Some rules in English grammar are actually grammar folklore. We accept them; we get graded on them; and they take on iconic status. But they aren’t really as ironclad as they seem.
I already tackled ending a sentence with a preposition. So, today we take on split infinitives.
Most people know how to use infinitives—even if they don’t think about what they’re called. The basic format is to + a base verb:
- to be
- to hear
- to go
- to listen
Growing up, you may have been told that infinitives cannot be hacked apart. That is, the to has to go right with the verb and nothing shall render it asunder. If you’re like me, you may have even run up against a few red pens when you crossed that line.
But I’m here to free you from the historical misunderstanding. In Latin, an infinitive can’t be split because it’s one word (e.g., amare—to love), and since Latin was once considered a model language, this rule-that-is-not-a-rule crept into English.

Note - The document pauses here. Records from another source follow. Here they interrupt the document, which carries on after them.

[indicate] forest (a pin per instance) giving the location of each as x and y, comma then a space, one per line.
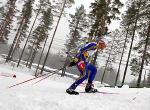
28, 29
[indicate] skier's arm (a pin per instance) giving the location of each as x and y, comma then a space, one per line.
90, 46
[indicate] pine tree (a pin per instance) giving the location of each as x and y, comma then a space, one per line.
140, 12
7, 13
134, 12
103, 11
114, 51
65, 2
24, 21
77, 25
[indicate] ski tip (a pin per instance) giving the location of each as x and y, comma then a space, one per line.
14, 76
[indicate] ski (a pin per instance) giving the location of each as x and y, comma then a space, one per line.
101, 92
52, 73
31, 79
8, 75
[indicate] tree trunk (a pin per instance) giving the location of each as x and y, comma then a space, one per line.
143, 57
30, 54
9, 57
107, 62
53, 37
8, 19
36, 74
65, 64
122, 55
129, 54
28, 36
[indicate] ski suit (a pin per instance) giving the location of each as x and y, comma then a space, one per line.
89, 70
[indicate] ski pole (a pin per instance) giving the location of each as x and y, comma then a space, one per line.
28, 80
54, 72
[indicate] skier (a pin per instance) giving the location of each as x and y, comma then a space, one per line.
86, 69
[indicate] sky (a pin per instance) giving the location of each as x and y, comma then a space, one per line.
49, 94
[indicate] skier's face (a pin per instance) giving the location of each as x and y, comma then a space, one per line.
101, 45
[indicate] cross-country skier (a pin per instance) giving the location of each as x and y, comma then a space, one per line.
86, 69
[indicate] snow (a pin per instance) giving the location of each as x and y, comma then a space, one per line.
50, 94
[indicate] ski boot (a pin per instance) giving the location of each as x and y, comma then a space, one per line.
90, 88
72, 92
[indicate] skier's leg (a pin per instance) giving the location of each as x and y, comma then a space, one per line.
92, 74
93, 71
79, 80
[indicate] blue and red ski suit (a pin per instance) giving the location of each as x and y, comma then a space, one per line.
89, 68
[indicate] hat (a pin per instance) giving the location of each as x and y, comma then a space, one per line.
102, 43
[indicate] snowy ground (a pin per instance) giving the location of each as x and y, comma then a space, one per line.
49, 94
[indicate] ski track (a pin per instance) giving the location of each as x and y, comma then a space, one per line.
50, 94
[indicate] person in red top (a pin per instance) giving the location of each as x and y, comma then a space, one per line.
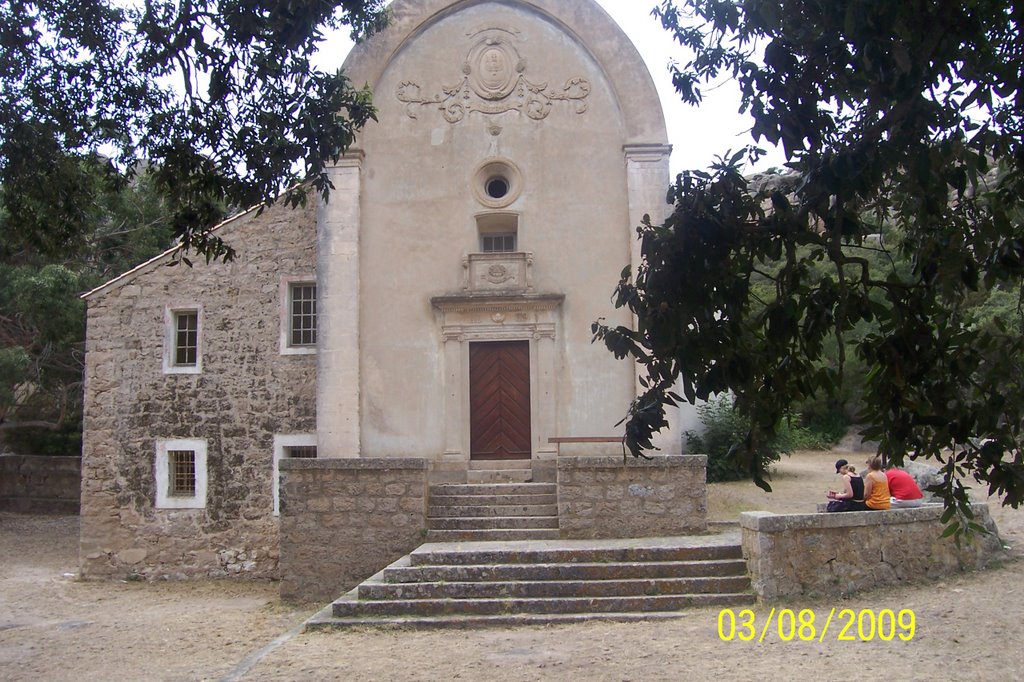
903, 489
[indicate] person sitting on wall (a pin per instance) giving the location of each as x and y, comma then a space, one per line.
903, 489
852, 497
876, 485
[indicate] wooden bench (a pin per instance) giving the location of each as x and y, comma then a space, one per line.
559, 440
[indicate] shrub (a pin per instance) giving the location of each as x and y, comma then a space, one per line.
723, 428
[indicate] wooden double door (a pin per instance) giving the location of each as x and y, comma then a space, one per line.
499, 400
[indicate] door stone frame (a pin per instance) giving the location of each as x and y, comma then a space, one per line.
466, 318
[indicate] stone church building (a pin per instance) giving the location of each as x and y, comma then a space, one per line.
438, 306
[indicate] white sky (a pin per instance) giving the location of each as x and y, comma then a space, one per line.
697, 134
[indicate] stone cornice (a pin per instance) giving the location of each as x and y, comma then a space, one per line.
488, 303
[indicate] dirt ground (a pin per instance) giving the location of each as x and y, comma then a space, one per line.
53, 627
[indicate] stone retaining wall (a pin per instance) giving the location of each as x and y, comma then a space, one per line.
40, 484
838, 554
606, 497
344, 519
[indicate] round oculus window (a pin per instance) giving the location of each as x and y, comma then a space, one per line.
497, 187
497, 183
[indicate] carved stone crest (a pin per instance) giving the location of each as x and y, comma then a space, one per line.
494, 82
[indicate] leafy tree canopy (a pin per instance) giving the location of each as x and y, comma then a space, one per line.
218, 96
42, 318
902, 122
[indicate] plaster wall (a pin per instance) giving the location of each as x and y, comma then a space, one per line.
418, 219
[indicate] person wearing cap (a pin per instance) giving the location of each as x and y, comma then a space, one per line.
852, 498
903, 488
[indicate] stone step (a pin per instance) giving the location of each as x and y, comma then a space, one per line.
478, 465
492, 500
492, 522
326, 620
493, 510
492, 535
564, 571
356, 608
572, 554
552, 589
494, 488
500, 476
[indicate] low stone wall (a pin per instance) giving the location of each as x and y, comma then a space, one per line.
40, 484
838, 554
606, 497
344, 519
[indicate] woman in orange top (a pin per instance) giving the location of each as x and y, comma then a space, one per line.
876, 485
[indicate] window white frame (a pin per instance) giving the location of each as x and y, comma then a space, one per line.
282, 441
286, 289
162, 474
171, 314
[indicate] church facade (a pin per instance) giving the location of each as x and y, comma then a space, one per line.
437, 306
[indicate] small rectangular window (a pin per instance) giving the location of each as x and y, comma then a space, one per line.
301, 452
303, 314
180, 474
185, 338
181, 471
498, 243
182, 339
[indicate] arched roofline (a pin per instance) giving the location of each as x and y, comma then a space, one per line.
585, 19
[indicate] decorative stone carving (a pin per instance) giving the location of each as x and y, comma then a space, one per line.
491, 272
494, 82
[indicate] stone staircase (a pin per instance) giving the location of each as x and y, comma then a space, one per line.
537, 582
492, 512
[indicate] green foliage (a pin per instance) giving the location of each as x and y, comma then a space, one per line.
42, 318
220, 96
908, 116
724, 430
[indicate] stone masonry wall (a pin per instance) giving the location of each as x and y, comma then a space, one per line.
246, 393
343, 520
40, 484
604, 497
816, 555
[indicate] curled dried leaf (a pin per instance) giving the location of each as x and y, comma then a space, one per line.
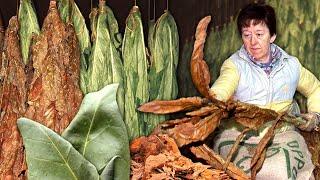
203, 111
195, 130
204, 152
199, 69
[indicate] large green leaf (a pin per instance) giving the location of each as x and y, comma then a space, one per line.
49, 156
98, 131
136, 70
28, 27
165, 54
108, 172
105, 65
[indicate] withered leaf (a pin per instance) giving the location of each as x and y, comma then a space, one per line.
55, 96
204, 152
199, 69
12, 104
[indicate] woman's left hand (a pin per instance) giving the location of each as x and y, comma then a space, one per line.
312, 121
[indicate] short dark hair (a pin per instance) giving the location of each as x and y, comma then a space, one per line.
258, 13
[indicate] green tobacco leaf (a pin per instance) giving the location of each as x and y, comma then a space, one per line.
113, 28
28, 27
98, 131
108, 172
105, 65
49, 156
136, 70
165, 53
64, 7
84, 43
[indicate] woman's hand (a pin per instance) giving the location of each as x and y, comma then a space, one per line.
312, 121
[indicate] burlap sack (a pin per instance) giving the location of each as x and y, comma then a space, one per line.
287, 157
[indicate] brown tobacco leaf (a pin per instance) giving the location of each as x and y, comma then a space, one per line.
235, 147
55, 96
264, 141
163, 127
172, 106
203, 111
13, 97
193, 130
1, 38
199, 69
204, 152
158, 157
249, 115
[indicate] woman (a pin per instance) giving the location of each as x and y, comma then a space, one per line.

English isn’t Latin, however. Oh, sure, there’s Latin in our jumbled language, but there’s no reason to abide by Latin constructs (especially for a German-based tongue). So, don’t feel guilty. Go ahead and use these:
- to boldly go
- to never surrender
- to slowly slip
I do want to caution you, though. If you bump the infinitive apart and squeeze in an adverb (as I did above), some readers will think of it as wrong. The myth is too well engrained to easily be removed.
Also, some infinitive chopping can actually make the phrase confusing:
We need to before the day dawns go to the mountain.
The infinitive to go is so widely split that it’s awkward. The better sentence is this:
We need to go to the mountain before the day dawns.
A word or two between the to and the verb is usually fine. But three or more makes the brain work too much.